Nonetheless, Saving Country Music has confirmed that the CMA voting population that includes some 6,600 artists, musicians, DJs, and industry professionals did consider the Beyoncé album and certain songs for the CMAs, and that Beyoncé did make it on certain ballot entries as the nomination process moved forward. She just didn’t make it onto the final ballot when the nominations were to whittled down to five entries per category.

This is not to let the Country Music Association or the CMA Awards off the hook for not letting outsiders into the process. As many fans of independent country artists with massive fans bases like Zach Bryan and Tyler Childers can attest, the process is not there to truly recognize the best or even the biggest in country music. It’s there to re-affirm the mainstream industry’s dominance on the direction of country.

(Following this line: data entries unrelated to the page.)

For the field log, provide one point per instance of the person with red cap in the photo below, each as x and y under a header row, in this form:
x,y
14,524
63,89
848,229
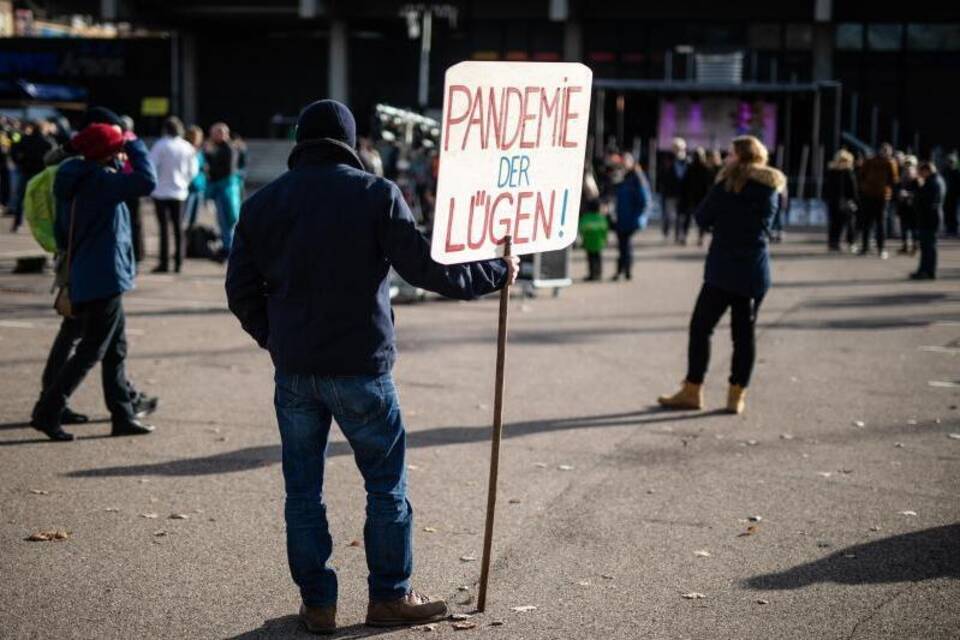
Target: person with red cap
x,y
93,229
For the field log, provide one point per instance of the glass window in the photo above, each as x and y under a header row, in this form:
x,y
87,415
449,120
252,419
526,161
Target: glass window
x,y
799,36
885,37
933,37
850,36
764,36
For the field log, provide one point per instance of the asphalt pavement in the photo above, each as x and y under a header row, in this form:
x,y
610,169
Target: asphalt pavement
x,y
831,509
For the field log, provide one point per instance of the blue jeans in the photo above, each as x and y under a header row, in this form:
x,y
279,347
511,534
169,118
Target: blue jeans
x,y
368,411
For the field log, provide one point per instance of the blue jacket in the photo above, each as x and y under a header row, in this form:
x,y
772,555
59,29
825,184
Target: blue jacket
x,y
738,260
633,197
308,276
102,263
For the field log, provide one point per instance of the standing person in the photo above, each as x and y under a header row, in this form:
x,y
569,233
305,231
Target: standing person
x,y
673,172
223,185
321,305
93,229
133,204
175,161
878,177
906,193
739,210
843,199
28,155
632,198
696,186
198,186
71,328
951,178
930,198
594,228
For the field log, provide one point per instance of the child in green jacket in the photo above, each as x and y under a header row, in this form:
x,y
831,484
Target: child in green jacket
x,y
594,227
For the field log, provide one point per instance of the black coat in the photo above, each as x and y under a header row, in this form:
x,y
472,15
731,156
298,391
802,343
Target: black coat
x,y
309,270
738,260
929,203
840,185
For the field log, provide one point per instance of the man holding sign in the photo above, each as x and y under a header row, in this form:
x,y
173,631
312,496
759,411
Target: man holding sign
x,y
309,279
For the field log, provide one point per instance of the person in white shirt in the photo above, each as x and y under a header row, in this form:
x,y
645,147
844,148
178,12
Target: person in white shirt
x,y
175,160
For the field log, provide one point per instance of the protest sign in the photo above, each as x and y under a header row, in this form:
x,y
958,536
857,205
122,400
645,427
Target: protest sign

Last week when Dwight Yoakam received a Lifetime Achievement Award from the Americana Music Association and offered a teary-eyed acceptance speech, it underscored just how difficult CMA Awards are to come by. Dwight Yoakam—a bona fide country music legend—never won a CMA Award in his career. This speaks to just how insular the process is. Beyoncé and her fans should feel special that she didn’t receive a nomination.

Race continues to be brought up as the reason that the CMAs excluded Beyoncé, but that doesn’t really make sense in a year when Shaboozey received two nominations, and his “A Bar Song (Tipsy)” has become one of the longest-running #1 songs in country radio history. It spent 7 weeks at #1, tying Carrie Underwood’s “Jesus, Take The Wheel” as the longest-running #1 debut ever on country radio. The CMA was founded as a trade organization to promote country radio.

One of the big endorsements Beyoncé and Cowboy Carter received when it was first released on March 29th was from Dolly Parton. Not only did Parton praise the album and Beyoncé’s re-imagined version of her song “Jolene,” she appeared in a voice memo as part of the album.

But when it comes to criticizing the CMAs for “snubbing” Beyoncé, once again Dolly Parton is the most rational voice in the room. When speaking to Variety about the alleged “snub,” Dolly Parton said,

“There’s so many wonderful country artists that, I guess probably the country music field, they probably thought, well, we can’t really leave out some of the ones that spend their whole life doing that.”

This is such an important point to make, and one that many have been making about all the attention Cowboy Carter received from the press, along with the recent crossover album from Post Malone, F-1 Trillion. As so many deserving artists continue to struggle for attention in country, the issue is compounded when pop stars come in and take that attention from country music’s native performers.

Then Dolly Parton continued,

“I think everybody in country music welcomed her and thought that, that was good. So I don’t think it was a matter of shutting out, like doing that on purpose. I think it was just more of what the country charts and the country artists were doing, that do that all the time, not just a specialty album.”

Once again, this is a genius, cool-minded, and informed response from Dolly Parton. In fairness, it’s a stretch to say “everybody” in country “welcomed” Beyoncé. But despite Cowboy Carter‘s big debut, the album has since cratered in a way that can only be characterized as catastrophic from a major star.

Cowboy Carter slipped from #133 to #138 on the Billboard 200 Album chart last week, even amid the controversy of the supposed CMA “snub.” It has also been a very competitive year in country music as the genre is currently in a popular resurgence.

There continues to be a lot of misinformation and misunderstanding about Beyoncé and Cowboy Carter. Beyoncé’s original intent was to release an album that “bends and blends” genres to illustrate how genres can be restrictive to artistry. Compartmentalizing Cowboy Carter as a “country” album is actually insulting to Beyoncé’s artistic intent.

As Whoopi Goldberg said on The View after the unveiling of the 2024 CMA Award nominations, “I don’t think she was snubbed, I think they just didn’t… it wasn’t for them.”

As Dolly Parton said, country music needs to cater to the performers who’ve spent their whole lives plying the craft first before recognizing performers like Beyoncé. Unfortunately, that still doesn’t happen enough, even with that lack of nominations for Beyoncé.